The minister said it was “critical” that gambling operators were forced to share data about people displaying signs of addiction, through a “single customer view” system.

Campaigners are concerned that the industry is being left to develop this system, but Philp suggested the government was also considering other options.

Related: People from poor UK areas more likely to be high-risk online gamblers - study

He indicated that the Gambling Commission would receive more funding to improve its regulatory capacity, including greater powers to “requisition” and analyse data in bulk from gambling companies to ensure they were not exploiting vulnerable people. “All of us have a moral obligation to protect our fellow citizens who are in the grip of a severe clinical addiction that has devastated many lives,” he said.
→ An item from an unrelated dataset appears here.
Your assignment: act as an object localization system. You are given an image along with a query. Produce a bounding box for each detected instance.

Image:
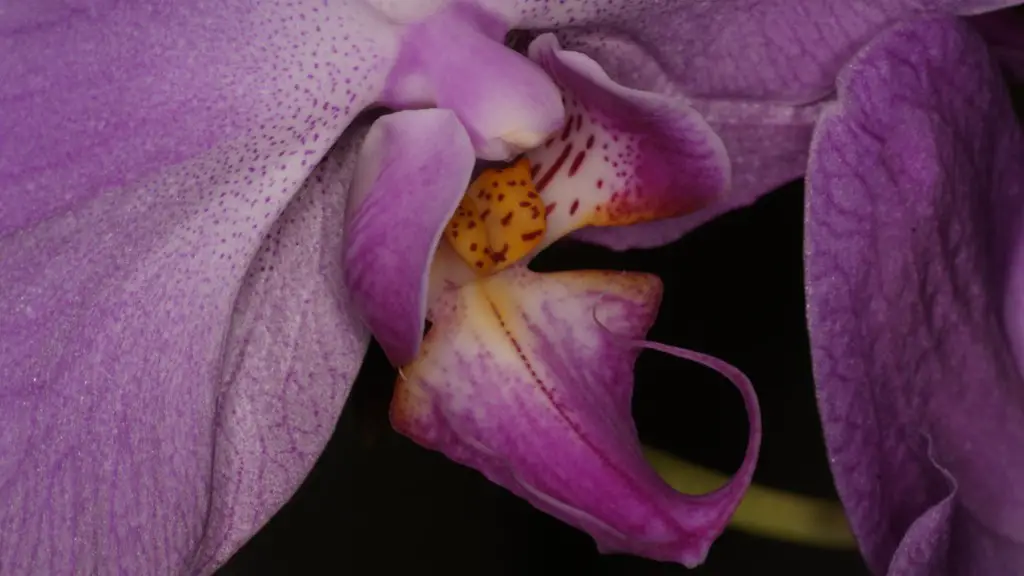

Speaking at the same event, Rhodes said gaming and betting companies were still failing in their duty to protect problem gamblers, despite their efforts to show improved behaviour before the review. “Too many operators are not complying with our rules,” he said.

“This year is on course to be our busiest year,” he added, saying gambling companies had come to view regulatory fines and settlements, which have reached £100m since 2017, as a “compliance tax”.

“We still see cases that make everyone blush,” he said. “That has to stop.”

Rhodes criticised gambling companies for saying the parallel market would thrive if tighter regulation were introduced – claims repeated by some MPs who had enjoyed hospitality from the industry. He said this was too often used as an excuse.

Zoe Osmond, chief executive of GambleAware, said: “We welcome the minister’s announcement that the government is working with the Gambling Commission to take steps to better protect people at risk of gambling harms through affordability checks, a single customer view, and a data repository to inform intervention and uphold industry standards.”

She also called on the government to impose a mandatory levy on gambling firms to fund addiction research, education and treatment. Philp’s predecessors have so far resisted recommendations to replace the existing voluntary system.